Michał Siedlaczek

Posted on Jun 27, 2020 • Originally published at msiedlaczek.com

Protobuf code generation in Rust

#rust

Today, I learned how to correctly use Cargo build scripts. Or, more precisely, I learned how to do one particular thing correctly, but it was significant enough for me that I decided write it down. Of course, had I read the Cargo Book more carefully before, I would have saved myself some time, and there would be no dramatic revelation, and no reason to write this post either. I guess what I am trying to say is: thank goodness my reading sucks.

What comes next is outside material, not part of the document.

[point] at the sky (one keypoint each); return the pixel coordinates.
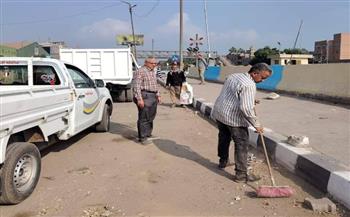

Keywords: cargo build scripts code generation

Context

My problem arose while implementing a little library that reads from and writes to a Protocol Buffer stream. As described by the authors themselves:

Protocol buffers are a language-neutral, platform-neutral extensible mechanism for serializing structured data.

The very first step is to define a message format in Protobuf's dedicated grammar. The message is parsed by the Protobuf library (available for various programming languages), and related code is generated for the target language (in our case, Rust). Each message is an object with a bunch of getters and setters (details differ depending on the language). These messages then can be read from or written to streams available in the Protobuf library. It is all quite straightforward. Take this simple message from the Protobuf web page:

message Person {
  required string name = 1;
  required int32 id = 2;
  optional string email = 3;
}

In Rust, we would use the following chunk of code to construct a Person:

let mut person = Person::new();
person.set_name("Butler");

The details are not very important here. What is important is that this code needs to be generated before the project is compiled, or else there would be no Person to speak of. And, if possible, we would prefer if it was neatly integrated into our build system.

Cargo build scripts

Our situation is by no means unique. Probably the most canonical example is a library that provides Rust API bindings to some C library, such as libc, git2, and many others. Before compiling our Rust crate, we first need to compile the C code, and maybe even generate Rust FFI bindings from C headers (see bindgen crate). Because this is a common pattern and Rust ecosystem is fantastic, there is a standard solution for this: build scripts.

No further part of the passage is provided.